There are so many stories I want to write, books I want to read, movies, TV shows, and documentaries I want to watch, video games I want to play, music and podcasts I want to listen to, and places I want to go. I never seem to have enough time to do everything I want to. But when I look around, everybody else seems to be having no problem finding the time to do it all. Which drives me crazy. Why does everybody have so much more free time than me?
First of all, I can’t really compare my time to non-writers because writing takes so much time itself—not just physically writing, but thinking and researching, as well. But what really gets me is when I see fellow writers seemingly have endless amounts of free time. For instance, there are some authors I follow on Twitter who I have to mute because they tweet so often. Which further boggles my mind. Where do they find the time to not only write books but read and review books, and tweet a hundred times a day—plus have a family, and who knows what else they do?
Then I see another person I follow who watches every new movie on its opening weekend while also watching every NFL game. And another who’s read every comic book and is a baseball sabermetrics expert. And another who’s rewatching every great movie from the 1970s while also going to concerts of all the best indie bands. And another goes surfing every morning and knows all the latest trends in the tech world. And another who’s a health nut in amazing shape while also re-reading the entire Game of Thrones series for the third time. And another who watches every single NBA game plus every great TV show while also traveling the world. And so on…
The people I follow on social media are hand-selected by me, according to my interests, so they are doing all the things I personally want to do. They are all doing more than me in each particular area of interest. So it drives me crazy that I can’t do as much as them. But what I often forget to realize is, individually, each person is not doing it all.
Basically, our social media feed blurs together so that it seems like everyone is doing everything. That each person is watching every new TV show, reading every great book, watching the latest movie releases while also rewatching the classics, listening to the best music albums multiple times each, watching every sports game and playing every video game, plus traveling, having social lives and families, and doing whatever work they do on top of it all.
Because these people are doing all the things I’m interested in, I think all of them are doing all the things I’m interested in. But they’re not. One person may watch NBA and movies, a lot more so than me, but they don’t read anywhere near as many novels as me or know about as much astrophysics. Or another person may watch every TED talk but not any sports. What we fail to realize is every person has their media consumption blind spots. But we never see their blind spots. We don’t notice the lack of something being mentioned by them.
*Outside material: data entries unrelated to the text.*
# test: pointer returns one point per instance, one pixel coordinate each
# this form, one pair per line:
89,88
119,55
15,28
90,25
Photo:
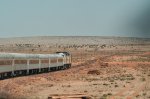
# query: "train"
19,64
We only notice the things they mention they are doing.
Also, we fail to realize just how much we do ourselves. When I really pause to reflect, I realize that I read, watch, and listen to A LOT. I get a fair amount of writing done, as well. Though I always wish I could do more.
As humans, we tend to concentrate on what we still need to do, rather than stopping to appreciate what we’ve done. I’ll try to do that more in the future—if I can ever find the time.